More than half of Americans (54%) say they’ve discussed politics at work since the election, according to a survey of more than 1,300 adults released by the American Psychological Association on Wednesday. What’s more, 31% have witnessed a fight over politics in the office, and 15% have gotten into an altercation themselves over the topic.
That’s making work unpleasant for many of us: For 40% of workers, this political talk has caused at least one negative outcome, such as reduced productivity, poorer work quality, difficulty getting work done, a more negative view of coworkers or increased workplace hostility. More than one in four people (26%) say they feel tense or stressed out because of these politic talks — up from 17% in September.
Experts say you have to avoid these talks. “It is a landmine,” says Call to Career founder Cheryl Palmer of discussing politics at work. “You may well find that there are people at work who agree with your political viewpoint. But it is just as likely that there are those who oppose it. Because politics is so divisive, especially to a team environment at work, it is usually best to avoid it.”
Career coach Hallie Crawford notes that talking politics can do more than irritate others. “Politics can affect your image at work,” she says. “Anything you’re talking about in the workplace is being evaluated in some way, shape or form. You’re always being evaluated – whether they will hire you, fire you, do more business with you based on anything you say, politics included.”
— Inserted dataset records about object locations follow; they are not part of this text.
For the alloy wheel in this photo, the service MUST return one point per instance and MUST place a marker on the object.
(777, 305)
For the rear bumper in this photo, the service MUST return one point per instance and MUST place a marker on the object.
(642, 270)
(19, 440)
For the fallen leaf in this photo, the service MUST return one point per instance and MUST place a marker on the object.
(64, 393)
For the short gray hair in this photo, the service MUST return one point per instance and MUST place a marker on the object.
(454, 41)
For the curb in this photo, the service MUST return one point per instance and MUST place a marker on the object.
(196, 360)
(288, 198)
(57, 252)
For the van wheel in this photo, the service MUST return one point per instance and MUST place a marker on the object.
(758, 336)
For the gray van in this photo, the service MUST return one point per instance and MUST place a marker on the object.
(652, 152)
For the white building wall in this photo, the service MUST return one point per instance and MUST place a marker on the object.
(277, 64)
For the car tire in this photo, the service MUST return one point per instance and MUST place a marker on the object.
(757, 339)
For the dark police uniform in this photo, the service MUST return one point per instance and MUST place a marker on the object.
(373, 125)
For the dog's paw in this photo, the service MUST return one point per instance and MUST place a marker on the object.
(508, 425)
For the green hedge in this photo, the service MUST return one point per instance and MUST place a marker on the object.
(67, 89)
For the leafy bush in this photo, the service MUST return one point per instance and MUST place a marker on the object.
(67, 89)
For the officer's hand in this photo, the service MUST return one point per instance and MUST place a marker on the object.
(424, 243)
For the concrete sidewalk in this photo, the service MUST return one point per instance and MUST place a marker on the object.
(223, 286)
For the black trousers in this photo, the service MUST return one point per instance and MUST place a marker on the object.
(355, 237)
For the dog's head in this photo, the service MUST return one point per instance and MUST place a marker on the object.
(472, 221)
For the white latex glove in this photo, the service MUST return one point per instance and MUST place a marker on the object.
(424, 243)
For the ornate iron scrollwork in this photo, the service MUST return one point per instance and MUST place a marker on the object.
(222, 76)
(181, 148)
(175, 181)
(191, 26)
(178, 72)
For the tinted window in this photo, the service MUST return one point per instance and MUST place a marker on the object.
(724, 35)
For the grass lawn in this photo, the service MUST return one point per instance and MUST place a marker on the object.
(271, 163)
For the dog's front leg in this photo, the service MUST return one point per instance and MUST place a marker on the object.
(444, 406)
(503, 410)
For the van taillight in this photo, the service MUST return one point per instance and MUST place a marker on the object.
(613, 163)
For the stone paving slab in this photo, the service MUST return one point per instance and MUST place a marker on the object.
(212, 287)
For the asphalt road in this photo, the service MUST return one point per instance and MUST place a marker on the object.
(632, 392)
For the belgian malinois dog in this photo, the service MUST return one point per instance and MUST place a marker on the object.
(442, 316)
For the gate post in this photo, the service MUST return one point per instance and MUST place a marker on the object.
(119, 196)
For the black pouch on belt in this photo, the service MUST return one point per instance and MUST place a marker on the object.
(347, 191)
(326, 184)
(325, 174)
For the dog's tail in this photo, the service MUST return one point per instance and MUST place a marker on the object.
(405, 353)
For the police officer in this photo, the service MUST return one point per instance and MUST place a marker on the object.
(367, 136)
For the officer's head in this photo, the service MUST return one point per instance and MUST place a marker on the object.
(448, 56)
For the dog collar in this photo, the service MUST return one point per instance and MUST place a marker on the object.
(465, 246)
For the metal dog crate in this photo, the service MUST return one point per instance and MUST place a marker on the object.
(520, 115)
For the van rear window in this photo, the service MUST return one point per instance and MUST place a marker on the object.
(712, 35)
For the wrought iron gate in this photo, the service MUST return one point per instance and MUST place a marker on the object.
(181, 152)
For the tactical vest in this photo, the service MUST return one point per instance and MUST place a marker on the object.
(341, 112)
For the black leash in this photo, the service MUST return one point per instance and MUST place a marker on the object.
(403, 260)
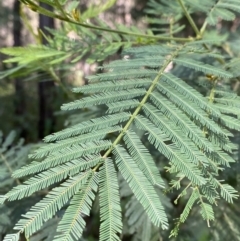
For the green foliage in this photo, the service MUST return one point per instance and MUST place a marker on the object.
(155, 108)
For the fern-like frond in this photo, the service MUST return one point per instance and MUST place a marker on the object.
(54, 175)
(88, 126)
(71, 226)
(110, 209)
(112, 86)
(104, 98)
(48, 206)
(60, 145)
(63, 156)
(179, 118)
(141, 187)
(174, 154)
(142, 157)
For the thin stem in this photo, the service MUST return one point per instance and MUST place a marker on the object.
(138, 109)
(60, 8)
(9, 167)
(190, 20)
(58, 81)
(43, 11)
(181, 194)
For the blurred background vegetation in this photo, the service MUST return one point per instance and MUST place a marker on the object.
(30, 108)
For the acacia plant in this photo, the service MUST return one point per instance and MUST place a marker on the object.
(170, 123)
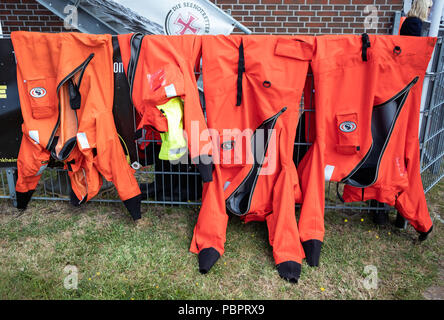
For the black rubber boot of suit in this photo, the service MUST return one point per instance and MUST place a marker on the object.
(23, 199)
(290, 271)
(133, 206)
(312, 249)
(423, 235)
(207, 258)
(74, 201)
(400, 221)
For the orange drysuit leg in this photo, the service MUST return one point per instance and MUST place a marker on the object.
(253, 111)
(66, 94)
(364, 87)
(398, 181)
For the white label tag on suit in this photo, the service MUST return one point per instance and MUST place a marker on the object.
(328, 172)
(83, 140)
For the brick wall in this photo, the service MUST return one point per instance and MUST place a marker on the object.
(27, 15)
(311, 17)
(261, 16)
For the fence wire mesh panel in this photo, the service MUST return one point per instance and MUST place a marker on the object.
(167, 183)
(432, 144)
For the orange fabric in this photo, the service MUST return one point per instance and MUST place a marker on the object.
(266, 91)
(347, 89)
(46, 63)
(401, 21)
(165, 69)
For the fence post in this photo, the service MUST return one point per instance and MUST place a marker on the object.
(11, 185)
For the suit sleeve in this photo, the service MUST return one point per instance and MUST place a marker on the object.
(31, 162)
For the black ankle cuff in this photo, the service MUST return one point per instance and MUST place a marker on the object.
(312, 249)
(205, 167)
(133, 206)
(75, 201)
(423, 235)
(23, 199)
(207, 258)
(290, 271)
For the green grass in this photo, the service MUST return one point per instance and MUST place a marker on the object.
(118, 260)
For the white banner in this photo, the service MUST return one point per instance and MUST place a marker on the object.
(180, 17)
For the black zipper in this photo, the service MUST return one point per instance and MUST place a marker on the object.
(260, 163)
(134, 60)
(398, 111)
(69, 76)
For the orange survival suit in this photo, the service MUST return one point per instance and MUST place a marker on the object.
(65, 83)
(252, 104)
(160, 68)
(367, 100)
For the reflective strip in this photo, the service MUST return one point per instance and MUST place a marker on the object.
(83, 141)
(42, 168)
(170, 91)
(328, 172)
(34, 135)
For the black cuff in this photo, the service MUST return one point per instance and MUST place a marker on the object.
(312, 249)
(133, 206)
(290, 271)
(423, 235)
(75, 201)
(204, 164)
(207, 258)
(23, 199)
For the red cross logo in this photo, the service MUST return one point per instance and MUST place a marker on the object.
(186, 25)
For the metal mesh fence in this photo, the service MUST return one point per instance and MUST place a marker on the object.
(164, 183)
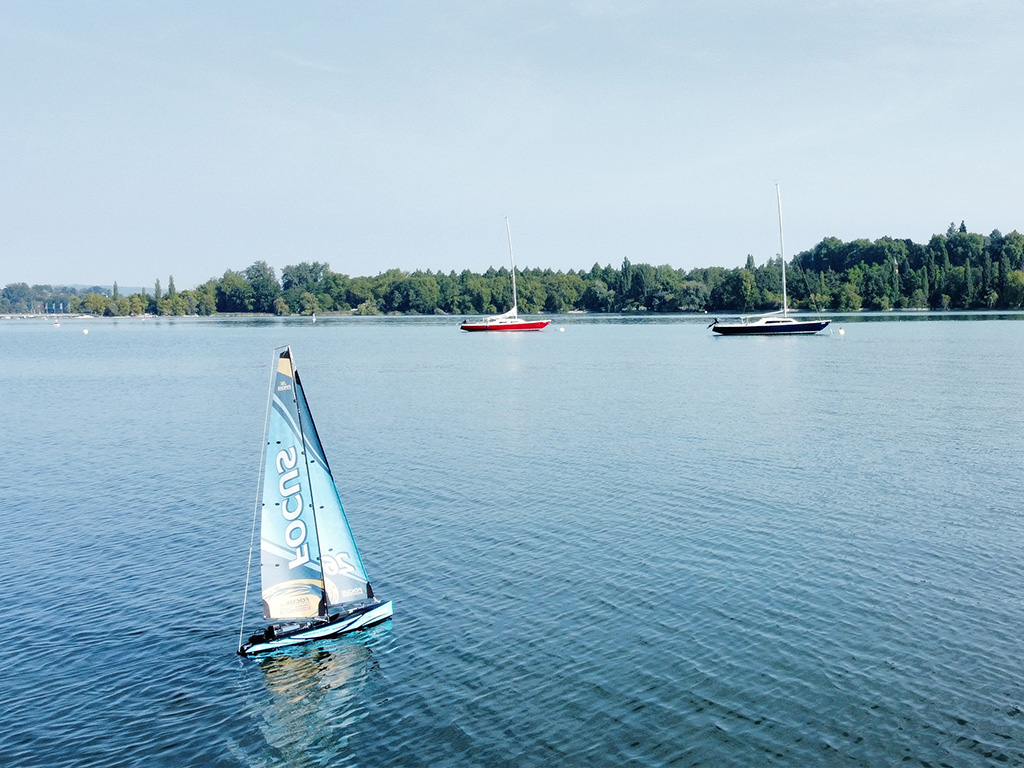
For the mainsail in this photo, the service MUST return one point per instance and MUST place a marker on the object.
(309, 559)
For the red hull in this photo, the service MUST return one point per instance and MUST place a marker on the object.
(514, 326)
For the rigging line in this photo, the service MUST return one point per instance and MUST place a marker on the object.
(259, 492)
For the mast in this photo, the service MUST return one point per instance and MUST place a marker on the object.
(515, 299)
(781, 248)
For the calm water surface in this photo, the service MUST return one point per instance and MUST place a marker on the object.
(615, 542)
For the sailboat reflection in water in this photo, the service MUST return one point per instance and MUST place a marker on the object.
(314, 584)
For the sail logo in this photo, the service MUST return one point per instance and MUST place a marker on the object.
(291, 506)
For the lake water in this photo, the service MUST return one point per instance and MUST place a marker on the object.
(617, 542)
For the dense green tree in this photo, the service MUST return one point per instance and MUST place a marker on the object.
(233, 293)
(264, 285)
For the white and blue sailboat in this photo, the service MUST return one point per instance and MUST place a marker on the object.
(313, 583)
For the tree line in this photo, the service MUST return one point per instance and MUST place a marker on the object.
(955, 270)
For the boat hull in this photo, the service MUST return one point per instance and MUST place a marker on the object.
(754, 329)
(358, 620)
(506, 327)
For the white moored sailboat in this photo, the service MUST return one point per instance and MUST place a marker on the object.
(313, 582)
(772, 324)
(509, 321)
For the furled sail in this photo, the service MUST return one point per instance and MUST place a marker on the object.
(293, 582)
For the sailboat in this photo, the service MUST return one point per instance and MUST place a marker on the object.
(509, 321)
(313, 583)
(772, 324)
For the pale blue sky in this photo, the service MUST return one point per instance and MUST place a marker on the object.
(140, 140)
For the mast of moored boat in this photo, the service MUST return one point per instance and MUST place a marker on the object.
(781, 249)
(515, 298)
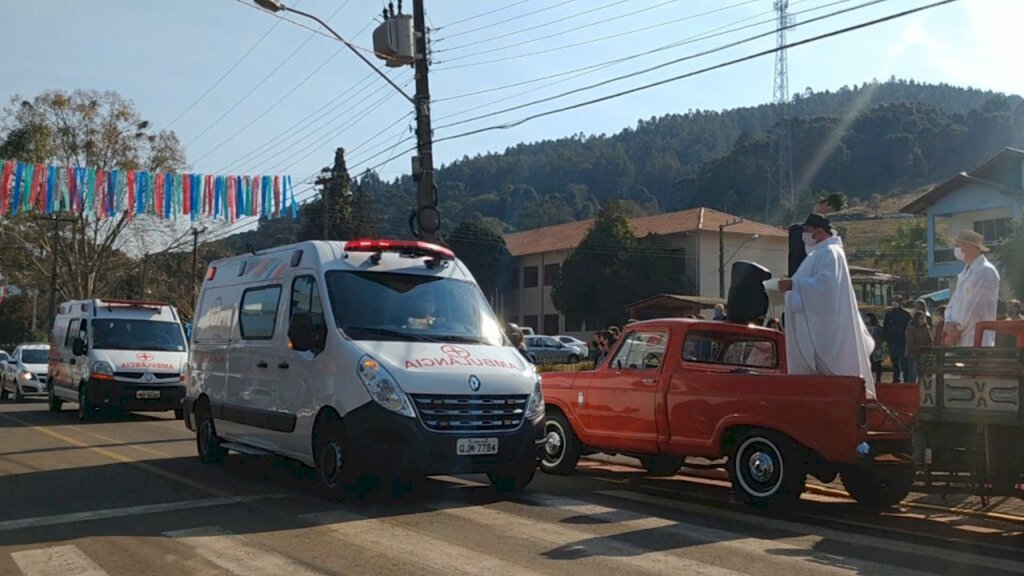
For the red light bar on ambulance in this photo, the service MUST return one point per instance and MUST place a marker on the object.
(408, 247)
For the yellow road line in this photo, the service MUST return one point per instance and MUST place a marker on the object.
(120, 458)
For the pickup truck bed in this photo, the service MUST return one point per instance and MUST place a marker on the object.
(676, 387)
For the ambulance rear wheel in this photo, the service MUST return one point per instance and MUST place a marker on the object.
(207, 442)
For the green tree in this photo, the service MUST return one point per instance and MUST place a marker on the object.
(905, 253)
(1012, 259)
(83, 128)
(482, 250)
(589, 286)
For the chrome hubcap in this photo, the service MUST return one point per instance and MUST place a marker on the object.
(761, 465)
(553, 444)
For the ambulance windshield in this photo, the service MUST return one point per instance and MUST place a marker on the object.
(137, 334)
(407, 306)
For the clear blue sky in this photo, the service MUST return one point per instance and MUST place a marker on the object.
(165, 54)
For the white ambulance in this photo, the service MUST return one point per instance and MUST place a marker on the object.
(360, 359)
(117, 354)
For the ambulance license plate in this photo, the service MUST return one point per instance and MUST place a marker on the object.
(476, 446)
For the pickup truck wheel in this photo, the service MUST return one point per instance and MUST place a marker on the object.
(881, 487)
(561, 449)
(766, 469)
(662, 465)
(207, 442)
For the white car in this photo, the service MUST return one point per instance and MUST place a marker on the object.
(26, 373)
(583, 346)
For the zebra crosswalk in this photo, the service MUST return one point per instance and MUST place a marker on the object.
(604, 532)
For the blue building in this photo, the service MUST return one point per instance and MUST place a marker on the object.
(987, 199)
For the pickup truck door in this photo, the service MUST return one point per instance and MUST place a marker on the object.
(619, 406)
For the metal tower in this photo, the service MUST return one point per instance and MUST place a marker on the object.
(781, 98)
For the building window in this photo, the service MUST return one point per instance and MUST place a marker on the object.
(573, 325)
(551, 274)
(551, 324)
(994, 231)
(529, 277)
(529, 321)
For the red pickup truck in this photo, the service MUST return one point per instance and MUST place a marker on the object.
(679, 387)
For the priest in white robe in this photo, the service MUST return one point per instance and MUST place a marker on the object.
(824, 332)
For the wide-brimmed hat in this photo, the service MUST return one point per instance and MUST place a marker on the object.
(817, 220)
(968, 236)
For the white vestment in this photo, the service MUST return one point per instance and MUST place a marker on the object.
(824, 333)
(975, 299)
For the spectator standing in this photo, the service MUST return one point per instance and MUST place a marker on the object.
(919, 336)
(894, 329)
(871, 321)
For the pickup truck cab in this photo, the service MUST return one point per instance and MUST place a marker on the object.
(678, 387)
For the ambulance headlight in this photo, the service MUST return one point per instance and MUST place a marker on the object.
(383, 387)
(535, 406)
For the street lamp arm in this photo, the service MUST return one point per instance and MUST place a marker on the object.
(283, 7)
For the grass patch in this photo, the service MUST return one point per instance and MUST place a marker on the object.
(578, 367)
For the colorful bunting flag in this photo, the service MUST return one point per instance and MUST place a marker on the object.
(96, 193)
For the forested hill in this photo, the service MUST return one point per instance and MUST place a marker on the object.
(878, 138)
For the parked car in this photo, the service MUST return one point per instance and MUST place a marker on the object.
(547, 350)
(576, 342)
(26, 372)
(678, 387)
(118, 354)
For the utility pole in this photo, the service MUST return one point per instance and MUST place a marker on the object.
(195, 232)
(54, 242)
(721, 254)
(145, 275)
(427, 218)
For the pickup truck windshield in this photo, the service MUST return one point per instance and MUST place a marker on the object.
(411, 307)
(35, 356)
(137, 334)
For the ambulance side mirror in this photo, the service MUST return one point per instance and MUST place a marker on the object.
(300, 332)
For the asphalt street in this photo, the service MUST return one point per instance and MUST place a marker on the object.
(128, 496)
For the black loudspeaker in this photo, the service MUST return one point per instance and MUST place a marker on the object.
(748, 299)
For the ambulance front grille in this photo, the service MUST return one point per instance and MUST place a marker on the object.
(460, 413)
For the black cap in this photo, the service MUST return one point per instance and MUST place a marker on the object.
(817, 220)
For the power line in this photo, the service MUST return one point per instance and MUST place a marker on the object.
(654, 68)
(224, 75)
(261, 115)
(261, 82)
(594, 40)
(695, 73)
(484, 13)
(506, 21)
(550, 23)
(728, 30)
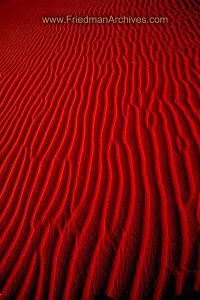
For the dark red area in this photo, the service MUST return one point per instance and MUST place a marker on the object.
(99, 152)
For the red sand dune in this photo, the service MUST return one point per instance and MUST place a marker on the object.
(99, 152)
Of course, sometimes someone else brings up the topic — and you’re unsure what to do. Palmer suggests that you “say something neutral and then find an excuse to move on.” Crawford says to “smile and laugh or whatever is appropriate, and steer the conversation in a different direction.” And career coach Carlota Zimmerman says that if it’s really making you uncomfortable simply say, “excuse me, I’m just not comfortable discussing this; I’m going to get back to work.”
In rare cases, it may be okay to engage in these conversations — if you’re careful. “If you have a co-worker who agrees with your viewpoint, and that person is also a personal friend, you might talk politics outside of work,” Palmer says — adding that “ it’s usually safest to keep what you say work-related.” And Crawford notes that if you keep the topics light — a Saturday Night Live skit, for example — it could be okay, as long as it is clear that you’re not endorsing or campaigning for any one candidate.